A Finance Ministry team examined tax documents related to Kaynak’s operations on the evening of March 26. On the same night, government media outlets aired reports online that referred to the inspection as a “raid.” Kaynak described the audit as a “routine visit,” denying claims of a raid.
The company also complained about what it said was an “intense smear campaign” against itself. It later took the issue to a court, which shortly after ruled that the inspections at Kaynak on March 26 were unlawful and that the documents confiscated during the inspections be returned to the firm. The firm said it still has not received its documents.
It later turned out that the Finance Ministry’s audit team had used falsified documents to carry out a tax inspection at Kaynak. The team used some e-mailed documents sent to them by an anonymous source, Ö.A, which failed to prove the allegations of irregularities at Kaynak.

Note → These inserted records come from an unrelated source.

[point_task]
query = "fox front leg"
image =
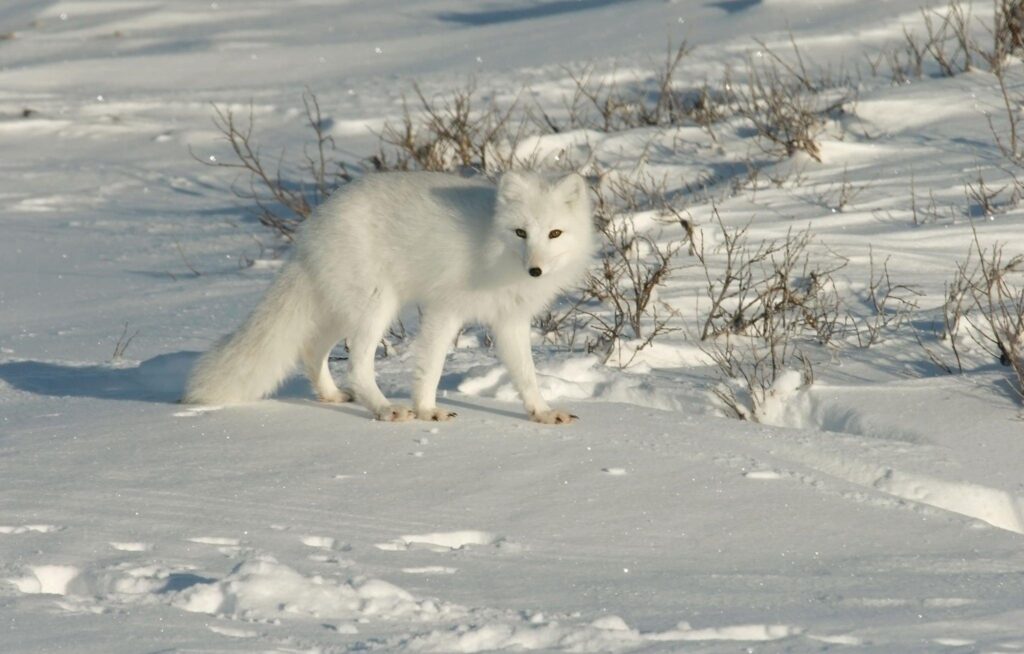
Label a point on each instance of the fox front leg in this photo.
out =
(512, 339)
(436, 333)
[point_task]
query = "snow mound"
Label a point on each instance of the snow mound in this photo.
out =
(263, 589)
(573, 379)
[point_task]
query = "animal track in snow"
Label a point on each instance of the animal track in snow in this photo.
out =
(132, 547)
(763, 474)
(29, 529)
(441, 541)
(430, 569)
(46, 579)
(216, 540)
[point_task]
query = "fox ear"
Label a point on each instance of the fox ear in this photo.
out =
(513, 185)
(572, 187)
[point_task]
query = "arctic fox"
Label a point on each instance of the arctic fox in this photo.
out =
(463, 250)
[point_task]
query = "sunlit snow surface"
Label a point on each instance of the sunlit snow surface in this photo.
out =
(879, 510)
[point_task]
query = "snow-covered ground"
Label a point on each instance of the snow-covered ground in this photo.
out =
(880, 509)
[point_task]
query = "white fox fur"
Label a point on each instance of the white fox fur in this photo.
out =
(463, 250)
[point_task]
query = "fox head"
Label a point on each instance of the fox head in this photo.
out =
(546, 222)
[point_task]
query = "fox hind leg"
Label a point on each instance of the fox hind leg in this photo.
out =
(315, 355)
(380, 309)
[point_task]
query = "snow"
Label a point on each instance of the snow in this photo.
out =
(879, 507)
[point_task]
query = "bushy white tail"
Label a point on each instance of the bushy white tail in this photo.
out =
(251, 363)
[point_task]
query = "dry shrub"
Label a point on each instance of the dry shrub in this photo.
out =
(985, 304)
(283, 204)
(452, 132)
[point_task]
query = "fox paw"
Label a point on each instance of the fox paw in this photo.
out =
(337, 396)
(553, 417)
(435, 415)
(395, 413)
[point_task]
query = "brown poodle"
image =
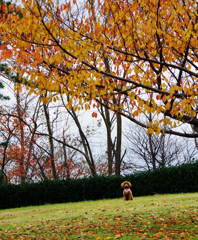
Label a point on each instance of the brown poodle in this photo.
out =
(127, 192)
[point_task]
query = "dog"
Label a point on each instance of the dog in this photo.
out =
(127, 193)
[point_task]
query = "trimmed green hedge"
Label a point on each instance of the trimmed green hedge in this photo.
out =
(180, 179)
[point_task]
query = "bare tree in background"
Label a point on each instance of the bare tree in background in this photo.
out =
(155, 151)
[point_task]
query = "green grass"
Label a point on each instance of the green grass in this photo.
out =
(154, 217)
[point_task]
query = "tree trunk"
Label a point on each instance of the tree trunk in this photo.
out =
(50, 141)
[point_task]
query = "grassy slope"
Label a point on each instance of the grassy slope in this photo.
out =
(152, 217)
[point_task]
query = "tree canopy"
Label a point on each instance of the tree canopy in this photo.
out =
(131, 56)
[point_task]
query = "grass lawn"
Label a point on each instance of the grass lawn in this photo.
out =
(153, 217)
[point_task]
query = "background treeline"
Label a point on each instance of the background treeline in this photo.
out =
(180, 179)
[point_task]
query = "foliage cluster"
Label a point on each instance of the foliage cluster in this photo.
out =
(177, 179)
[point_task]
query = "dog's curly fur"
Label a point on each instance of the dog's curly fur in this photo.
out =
(127, 193)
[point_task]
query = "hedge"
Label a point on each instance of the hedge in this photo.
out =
(175, 179)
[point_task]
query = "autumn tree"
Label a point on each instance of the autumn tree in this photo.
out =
(150, 45)
(150, 151)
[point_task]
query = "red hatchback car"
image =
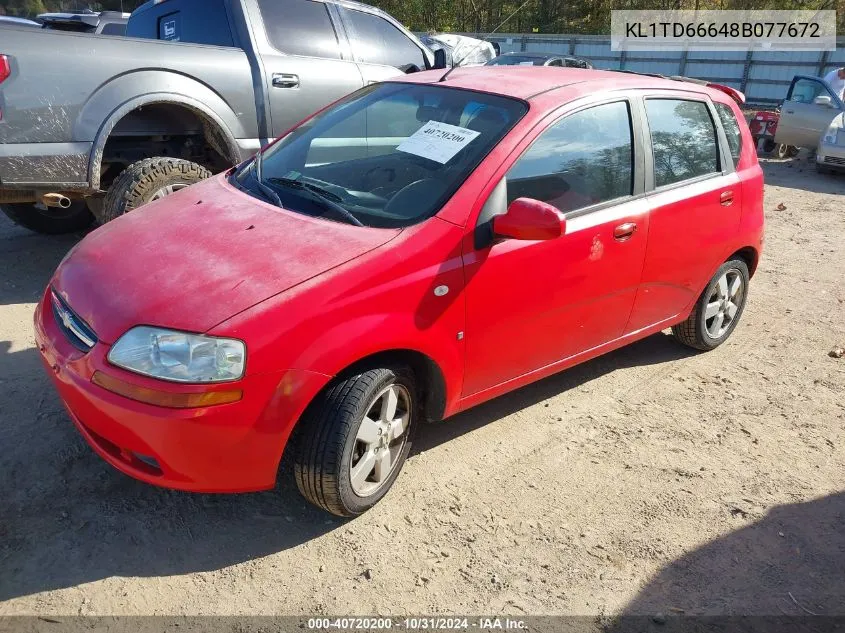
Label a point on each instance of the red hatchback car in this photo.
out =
(417, 248)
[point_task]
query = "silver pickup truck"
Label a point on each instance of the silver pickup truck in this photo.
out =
(94, 126)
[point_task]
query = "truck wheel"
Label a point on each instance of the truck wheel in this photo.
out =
(49, 220)
(148, 180)
(717, 310)
(354, 438)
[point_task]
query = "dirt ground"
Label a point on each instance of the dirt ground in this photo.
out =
(650, 480)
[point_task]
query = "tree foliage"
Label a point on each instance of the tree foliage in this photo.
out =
(482, 16)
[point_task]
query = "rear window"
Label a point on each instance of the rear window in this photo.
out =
(731, 127)
(683, 140)
(300, 27)
(114, 28)
(194, 21)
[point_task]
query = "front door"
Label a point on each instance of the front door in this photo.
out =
(531, 304)
(303, 62)
(806, 114)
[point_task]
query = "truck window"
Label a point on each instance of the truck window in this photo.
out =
(377, 41)
(300, 27)
(194, 21)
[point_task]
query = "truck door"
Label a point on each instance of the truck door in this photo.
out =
(303, 59)
(809, 108)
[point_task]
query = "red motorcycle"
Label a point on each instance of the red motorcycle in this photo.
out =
(763, 127)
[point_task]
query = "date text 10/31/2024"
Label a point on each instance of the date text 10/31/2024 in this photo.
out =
(417, 623)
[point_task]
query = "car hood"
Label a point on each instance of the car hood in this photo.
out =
(198, 257)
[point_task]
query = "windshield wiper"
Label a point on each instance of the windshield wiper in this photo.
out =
(319, 195)
(258, 168)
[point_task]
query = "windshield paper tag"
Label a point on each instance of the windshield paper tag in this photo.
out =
(437, 141)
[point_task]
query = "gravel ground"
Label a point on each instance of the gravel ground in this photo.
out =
(649, 480)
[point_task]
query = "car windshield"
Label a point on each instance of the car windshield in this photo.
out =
(516, 60)
(389, 155)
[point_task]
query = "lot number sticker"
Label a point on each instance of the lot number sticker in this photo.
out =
(437, 141)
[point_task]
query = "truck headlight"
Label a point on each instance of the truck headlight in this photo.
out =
(179, 356)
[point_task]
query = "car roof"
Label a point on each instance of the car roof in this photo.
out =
(526, 82)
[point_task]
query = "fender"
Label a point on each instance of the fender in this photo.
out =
(155, 87)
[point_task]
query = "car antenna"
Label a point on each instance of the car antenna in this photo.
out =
(472, 50)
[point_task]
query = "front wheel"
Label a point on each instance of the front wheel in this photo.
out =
(717, 310)
(49, 220)
(354, 439)
(148, 180)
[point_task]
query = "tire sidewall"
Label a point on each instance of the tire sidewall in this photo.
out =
(351, 501)
(701, 322)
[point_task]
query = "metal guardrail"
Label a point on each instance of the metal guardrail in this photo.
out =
(763, 76)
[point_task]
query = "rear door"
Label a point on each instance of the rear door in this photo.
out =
(304, 60)
(806, 114)
(696, 203)
(532, 304)
(380, 47)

A separate prosecutor’s office in İstanbul is now preparing to launch a new round of inspections at Kaynak. The office is again using e-mailed documents without confirming their authenticity, sources have told Today’s Zaman.
In addition, the prosecutor’s office has registered the new documents that it plans to use for the new inspection at Kaynak in a file named “Keynak” in the National Judiciary Network Project (UYAP). Legal experts have said this was done on purpose to keep the new investigation file secret. The experts said this is an illegal method of launching an investigation.
Prime Minister Recep Tayyip Erdoğan has accused Turkey’s largest Islamic group, the Hizmet movement, of orchestrating a plot to launch a graft inquiry targeting his family members, ministers and businessmen. He also accuses Hizmet followers of being involved in illicit wiretapped recordings of top government officials, which served to expand the scope of a corruption scandal which erupted on Dec. 17.
The operation at Kaynak Holding headquarters in March has raised questions over the motive behind the recent Finance Ministry visits to certain business groups and companies, with critics viewing them as politically motivated searches ordered by the government.
Last year, the police launched investigations into Turkey’s oil distributors, including the Turkish Petroleum Refineries Corporation (TÜPRAŞ) owned by Koç Holding, over suspicions of “trading irregularities” and evasion of private consumption tax (ÖTV). The controversial investigations came after Erdoğan issued stern warnings to a number of business groups — including Koç Holding — that opened their doors to protesters escaping riot police during the Gezi Park protests in İstanbul’s Taksim Square.
Erdoğan said the owners of Divan Hotel, which allowed the hotel to be used as a shelter for protesters who had clashed with the police, would pay for their stance once the protests were over. The Koç business group owns both Divan Hotel and TÜPRAŞ.
The recent raid on Kaynak Holding has led to fresh questions over the nature of the sudden government interest in these companies. Critics of the government have alleged that it is using all the tools at its disposal to punish opponents and rival businesses.
In one example of using his political clout to “punish” the movement, Erdoğan urged his followers not to send their children to the schools and institutions run by the Hizmet movement or to buy its newspapers. Erdoğan’s aides have separately called on Justice and Development Party (AK Party) followers to boycott companies and a participation bank that are close to the movement.